For \(k=0,\ 1,\ \dots,\ N-1\), let \(X_k\) be a random variable representing the number of operations performed after there are \(k\) black vertices for the first time before there are \(k+1\) black vertices for the first time. From the linearity of expectation, the answer is \(\sum_{k=0}^{N-1} E[X_k]\).

While the number of black vertices does not change, neither does the number of good vertices. Thus, the (conditional) expected value of \(X_k\) when there are exactly \(m\) black vertices at the moment there are \(k\) black vertices for the first time is \(\frac{1}{\frac{N-k}{N-m}}=\frac{N-m}{N-k}\). From this, if \(p_{k,m}\) is the probability that there are exactly \(m\) good vertices at the moment there are \(k\) black vertices for the first time, it can be seen that \(\displaystyle E[X_k]=\sum_{m=0}^{N}\frac{p_{k,m}(N-m)}{N-k}=\frac{N}{N-k}-\frac{1}{N-k}\sum_{m=0}^{N}p_{k,m}m\). Therefore, it is enough to find \(\displaystyle \sum_{m=0}^{N}p_{k,m}m\), that is, the expected number of good vertices at the moment there are \(k\) black vertices for the first time.

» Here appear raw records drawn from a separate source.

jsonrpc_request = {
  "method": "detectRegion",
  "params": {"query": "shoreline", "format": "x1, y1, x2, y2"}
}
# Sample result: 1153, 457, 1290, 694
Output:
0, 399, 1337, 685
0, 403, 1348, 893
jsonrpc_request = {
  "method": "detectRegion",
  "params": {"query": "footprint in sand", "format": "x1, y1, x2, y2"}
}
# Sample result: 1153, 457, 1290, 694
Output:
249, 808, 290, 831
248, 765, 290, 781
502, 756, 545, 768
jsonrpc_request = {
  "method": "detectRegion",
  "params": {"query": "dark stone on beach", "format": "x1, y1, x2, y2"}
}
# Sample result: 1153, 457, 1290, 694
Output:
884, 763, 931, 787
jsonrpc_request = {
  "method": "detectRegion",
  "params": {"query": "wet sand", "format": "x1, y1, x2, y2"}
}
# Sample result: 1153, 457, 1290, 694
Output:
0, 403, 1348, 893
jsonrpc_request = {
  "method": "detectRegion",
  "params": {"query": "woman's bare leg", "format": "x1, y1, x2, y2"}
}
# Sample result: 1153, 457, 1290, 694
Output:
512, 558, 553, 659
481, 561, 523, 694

If \(q_{k,i}\) is the probability that vertex \(i\) is good at the moment there are \(k\) black vertices for the first time, the expected number of good vertices is \(\sum_{i=1}^{N}q_{k,i}\) from the linearity of expectation.


[2] Focus on operations that choose white vertices

Let \(d_i\) be the number of ancestors of vertex \(i\) (including itself).

Let us find \(q_{k,i}\). The white vertex that turns black is always chosen with equal probability. Thus, the sought probability is equal to the probability that when \(k\) of \(N\) balls are chosen uniformly at random, some specified \(d_i\) balls are all chosen, which is \(\displaystyle q_{k,i}=\frac{\binom{N-d_i}{k-d_i}}{\binom{N}{k}}=\frac{k!(N-d_i)!}{N!(k-d_i)!}\) when \(d_i \leq k\) and \(0\) otherwise.


[3] Use NTT

Therefore, it is enough to find \(\displaystyle \frac{k!}{N!} \sum_{1\le i \le N, d_i \le k} \frac{(N-d_i)!}{(k-d_i)!}\) for each \(k\).

If \(c_i\) is the number of \(v\) such that \(d_v=i\), we have:

\(\displaystyle \sum_{1\le i \le N, d_i \le k} \frac{(N-d_i)!}{(k-d_i)!}= \sum_{i=1}^{k} c_i \frac{(N-i)!}{(k-i)!}.\)

This is the convolution of \(f_i=c_i (N-i)!\) and \(g_i=\frac{1}{i!}\), so one can find the values for all \(k\) in \(O(N\log N)\) time by using NTT.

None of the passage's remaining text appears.